Researchers unveil AI-driven software verification breakthrough

Most effective and efficient means yet devised for verifying software correctness, they claim

Baldur: UMass Amherst researchers unveil AI-driven software verification breakthrough

Image:
Baldur: UMass Amherst researchers unveil AI-driven software verification breakthrough

A team of computer researchers at the University of Massachusetts Amherst in the US has unveiled a cutting-edge method that could significantly reduce software bugs and enhance code verification.

Named Baldur, this innovative approach uses the power of large language models (LLMs) in combination with a state-of-the-art tool called Thor, achieving an unprecedented efficacy rate of nearly 66%.

Yuriy Brun, a professor in the Manning College of Information and Computer Sciences at UMass Amherst and the senior author of the paper, highlighted the prevalent issue of software bugs and the conventional challenges in error detection.

Despite the omnipresence of software in daily life, bugs remain an inherent part of programming, leading to various issues from minor coding errors to significant system failures.
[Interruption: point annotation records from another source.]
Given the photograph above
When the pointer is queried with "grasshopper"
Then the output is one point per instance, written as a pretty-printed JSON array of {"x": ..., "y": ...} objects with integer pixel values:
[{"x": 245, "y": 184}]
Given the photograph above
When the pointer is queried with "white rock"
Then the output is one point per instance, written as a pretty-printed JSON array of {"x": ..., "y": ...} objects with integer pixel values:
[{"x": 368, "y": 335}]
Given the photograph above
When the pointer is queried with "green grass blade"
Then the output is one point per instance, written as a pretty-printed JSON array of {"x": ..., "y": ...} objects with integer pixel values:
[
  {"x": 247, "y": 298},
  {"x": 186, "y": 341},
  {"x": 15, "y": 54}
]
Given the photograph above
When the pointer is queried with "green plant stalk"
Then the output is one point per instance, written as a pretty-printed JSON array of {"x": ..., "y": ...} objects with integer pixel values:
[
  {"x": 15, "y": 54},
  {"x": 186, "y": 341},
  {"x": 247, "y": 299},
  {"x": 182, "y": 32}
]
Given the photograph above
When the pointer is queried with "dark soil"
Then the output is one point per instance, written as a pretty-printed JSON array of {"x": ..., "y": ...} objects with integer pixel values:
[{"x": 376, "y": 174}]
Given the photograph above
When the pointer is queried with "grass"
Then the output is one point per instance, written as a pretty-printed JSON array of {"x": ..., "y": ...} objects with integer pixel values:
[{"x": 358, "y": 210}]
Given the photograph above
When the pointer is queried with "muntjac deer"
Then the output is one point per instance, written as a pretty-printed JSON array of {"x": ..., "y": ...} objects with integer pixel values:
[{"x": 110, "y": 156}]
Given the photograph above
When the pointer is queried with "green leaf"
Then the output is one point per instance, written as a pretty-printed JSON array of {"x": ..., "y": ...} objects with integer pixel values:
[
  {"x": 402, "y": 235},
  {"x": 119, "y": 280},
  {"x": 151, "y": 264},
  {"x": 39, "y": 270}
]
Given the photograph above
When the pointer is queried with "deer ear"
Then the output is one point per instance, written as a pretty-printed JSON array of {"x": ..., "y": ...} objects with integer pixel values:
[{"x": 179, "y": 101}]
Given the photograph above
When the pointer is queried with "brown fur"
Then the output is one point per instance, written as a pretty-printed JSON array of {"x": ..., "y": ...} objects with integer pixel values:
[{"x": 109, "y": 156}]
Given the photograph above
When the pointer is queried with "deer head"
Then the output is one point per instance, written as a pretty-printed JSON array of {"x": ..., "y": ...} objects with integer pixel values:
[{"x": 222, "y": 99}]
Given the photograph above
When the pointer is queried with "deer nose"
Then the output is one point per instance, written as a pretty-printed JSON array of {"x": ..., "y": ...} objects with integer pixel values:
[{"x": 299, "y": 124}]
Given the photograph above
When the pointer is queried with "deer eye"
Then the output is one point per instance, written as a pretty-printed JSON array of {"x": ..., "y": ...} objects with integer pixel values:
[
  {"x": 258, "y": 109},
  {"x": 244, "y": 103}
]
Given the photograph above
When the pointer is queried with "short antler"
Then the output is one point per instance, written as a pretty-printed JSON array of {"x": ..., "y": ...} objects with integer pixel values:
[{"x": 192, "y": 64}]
Traditional methods of software verification involve manual code inspection or running the code against expected outcomes, both prone to human error and impractical for complex systems.

A more rigorous approach involves generating mathematical proofs demonstrating the code's expected functionality and subsequently using a theorem prover to validate these proofs — a technique known as machine-checking.
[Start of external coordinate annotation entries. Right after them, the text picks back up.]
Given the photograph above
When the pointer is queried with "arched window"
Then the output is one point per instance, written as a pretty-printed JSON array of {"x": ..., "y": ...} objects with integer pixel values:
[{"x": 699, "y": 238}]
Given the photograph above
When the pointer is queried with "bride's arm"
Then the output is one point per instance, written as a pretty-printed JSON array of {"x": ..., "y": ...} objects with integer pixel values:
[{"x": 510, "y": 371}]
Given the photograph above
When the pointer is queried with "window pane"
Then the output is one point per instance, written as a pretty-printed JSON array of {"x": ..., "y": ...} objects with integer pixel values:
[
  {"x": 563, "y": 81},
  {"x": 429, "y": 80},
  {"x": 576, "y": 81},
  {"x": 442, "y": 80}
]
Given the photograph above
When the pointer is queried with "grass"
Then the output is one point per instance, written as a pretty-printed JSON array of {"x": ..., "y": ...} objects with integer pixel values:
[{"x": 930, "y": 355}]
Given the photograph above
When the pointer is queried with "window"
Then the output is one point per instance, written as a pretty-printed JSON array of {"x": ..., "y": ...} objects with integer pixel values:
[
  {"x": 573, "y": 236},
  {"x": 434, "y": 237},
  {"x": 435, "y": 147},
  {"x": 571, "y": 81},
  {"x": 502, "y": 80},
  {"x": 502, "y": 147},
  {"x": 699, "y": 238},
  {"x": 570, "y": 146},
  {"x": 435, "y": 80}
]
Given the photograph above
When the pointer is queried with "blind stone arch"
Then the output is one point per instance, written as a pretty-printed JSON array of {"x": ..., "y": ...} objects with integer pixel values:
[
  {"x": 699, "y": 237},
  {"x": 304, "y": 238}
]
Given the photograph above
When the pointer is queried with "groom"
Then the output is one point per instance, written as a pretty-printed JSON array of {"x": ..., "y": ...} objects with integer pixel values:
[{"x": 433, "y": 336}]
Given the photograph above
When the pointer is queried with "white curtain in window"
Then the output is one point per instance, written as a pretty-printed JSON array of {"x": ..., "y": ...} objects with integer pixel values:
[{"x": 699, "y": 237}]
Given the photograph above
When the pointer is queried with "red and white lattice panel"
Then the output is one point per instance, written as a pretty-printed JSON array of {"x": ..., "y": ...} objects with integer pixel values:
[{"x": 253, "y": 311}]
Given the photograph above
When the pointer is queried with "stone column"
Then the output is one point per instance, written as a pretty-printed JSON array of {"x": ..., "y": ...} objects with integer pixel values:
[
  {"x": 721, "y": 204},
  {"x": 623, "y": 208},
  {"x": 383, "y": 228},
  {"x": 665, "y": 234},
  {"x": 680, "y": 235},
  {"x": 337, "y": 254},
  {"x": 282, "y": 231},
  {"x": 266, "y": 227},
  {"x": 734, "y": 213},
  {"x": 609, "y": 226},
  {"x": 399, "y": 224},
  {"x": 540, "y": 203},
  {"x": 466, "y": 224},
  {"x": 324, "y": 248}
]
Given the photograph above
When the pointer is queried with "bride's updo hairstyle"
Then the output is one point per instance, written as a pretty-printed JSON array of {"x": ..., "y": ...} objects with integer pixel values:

However, this method is laborious, requiring extensive expertise and time investment.

In response to the limitations of human-intensive approaches, the researchers turned to the capabilities of LLMs, such as ChatGPT, as a potential solution for automating proof generation.

Despite the promise of LLMs, Brun pointed out a significant hurdle, noting that LLMs "tend to 'fail silently,' producing an incorrect answer but presenting it as if it's correct."
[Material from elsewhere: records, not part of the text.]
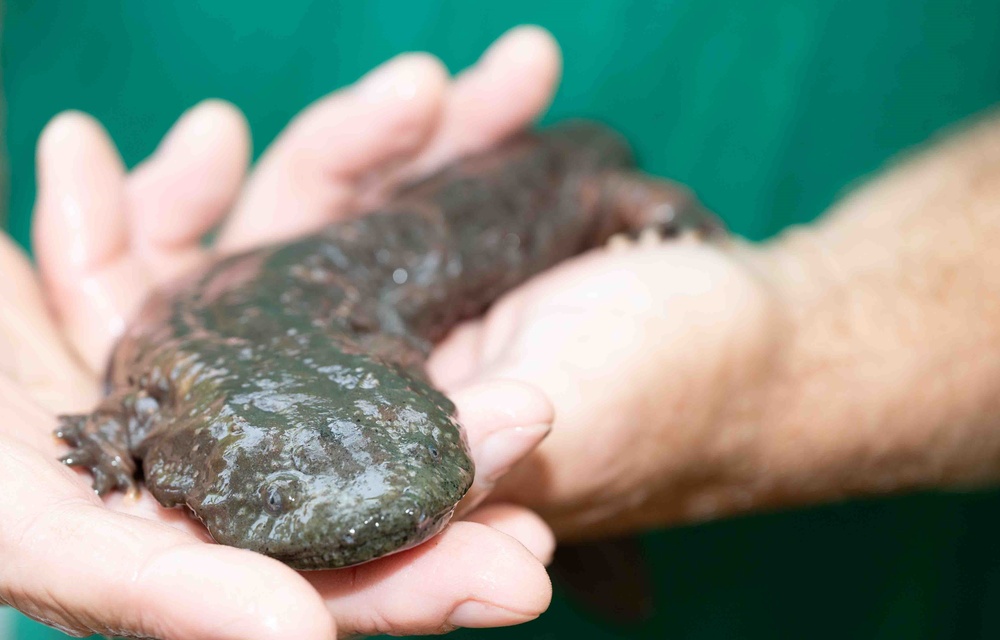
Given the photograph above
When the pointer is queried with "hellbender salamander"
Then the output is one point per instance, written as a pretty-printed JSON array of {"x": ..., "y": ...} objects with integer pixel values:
[{"x": 280, "y": 393}]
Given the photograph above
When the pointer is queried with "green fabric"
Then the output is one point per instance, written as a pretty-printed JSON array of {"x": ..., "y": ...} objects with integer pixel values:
[{"x": 769, "y": 109}]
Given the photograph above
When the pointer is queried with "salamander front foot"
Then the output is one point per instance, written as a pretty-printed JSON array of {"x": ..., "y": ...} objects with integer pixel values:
[{"x": 98, "y": 443}]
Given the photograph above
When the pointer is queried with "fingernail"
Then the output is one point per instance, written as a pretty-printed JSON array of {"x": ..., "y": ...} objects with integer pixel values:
[
  {"x": 394, "y": 80},
  {"x": 503, "y": 449},
  {"x": 472, "y": 615}
]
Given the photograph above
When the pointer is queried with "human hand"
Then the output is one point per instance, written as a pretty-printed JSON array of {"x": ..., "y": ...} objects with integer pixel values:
[
  {"x": 103, "y": 238},
  {"x": 657, "y": 360}
]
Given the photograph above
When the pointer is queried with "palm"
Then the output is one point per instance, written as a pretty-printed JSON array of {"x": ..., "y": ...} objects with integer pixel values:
[{"x": 104, "y": 238}]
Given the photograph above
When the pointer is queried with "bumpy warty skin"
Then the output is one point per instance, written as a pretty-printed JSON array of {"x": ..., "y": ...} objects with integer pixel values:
[{"x": 280, "y": 393}]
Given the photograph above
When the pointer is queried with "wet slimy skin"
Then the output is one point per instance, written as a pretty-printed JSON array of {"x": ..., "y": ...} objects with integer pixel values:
[{"x": 280, "y": 394}]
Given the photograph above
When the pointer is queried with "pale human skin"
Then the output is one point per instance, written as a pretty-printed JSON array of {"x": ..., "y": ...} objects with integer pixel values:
[
  {"x": 858, "y": 356},
  {"x": 104, "y": 237}
]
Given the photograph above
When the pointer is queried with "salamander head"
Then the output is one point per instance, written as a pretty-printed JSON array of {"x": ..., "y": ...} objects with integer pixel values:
[{"x": 329, "y": 476}]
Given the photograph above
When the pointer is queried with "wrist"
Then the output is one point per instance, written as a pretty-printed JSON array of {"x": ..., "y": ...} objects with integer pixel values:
[{"x": 877, "y": 388}]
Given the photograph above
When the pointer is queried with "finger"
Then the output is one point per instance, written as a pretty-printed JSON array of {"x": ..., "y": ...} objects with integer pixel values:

This inherent problem led the team to develop Baldur, a system that aims to address and rectify errors produced by LLMs.

Baldur uses Minerva, an LLM trained on natural language text, which fine-tunes it on a substantial dataset of mathematical scientific papers. The team then refined the LLM using Isabelle/HOL, a language commonly used for writing mathematical proofs.

In operation, Baldur generates entire proofs and collaborates with a theorem prover to validate its work. A feedback loop is established, wherein the theorem prover identifies errors and feeds both the proof and error information back into the LLM. This iterative process enhances the LLM's learning, aiming to generate improved, error-free proofs.

When integrated with Thor, a proof generation tool, Baldur achieved a remarkable 65.7% accuracy in automatically generating proofs. While acknowledging that there is still room for improvement, the researchers assert that Baldur represents the most effective and efficient means yet devised for verifying software correctness.

The work was carried out at Google and received support from the US Defense Advanced Research Projects Agency and the US National Science Foundation.

The achievement recently earned the team a coveted Distinguished Paper award at the ACM Joint European Software Engineering Conference and Symposium on the Foundations of Software Engineering.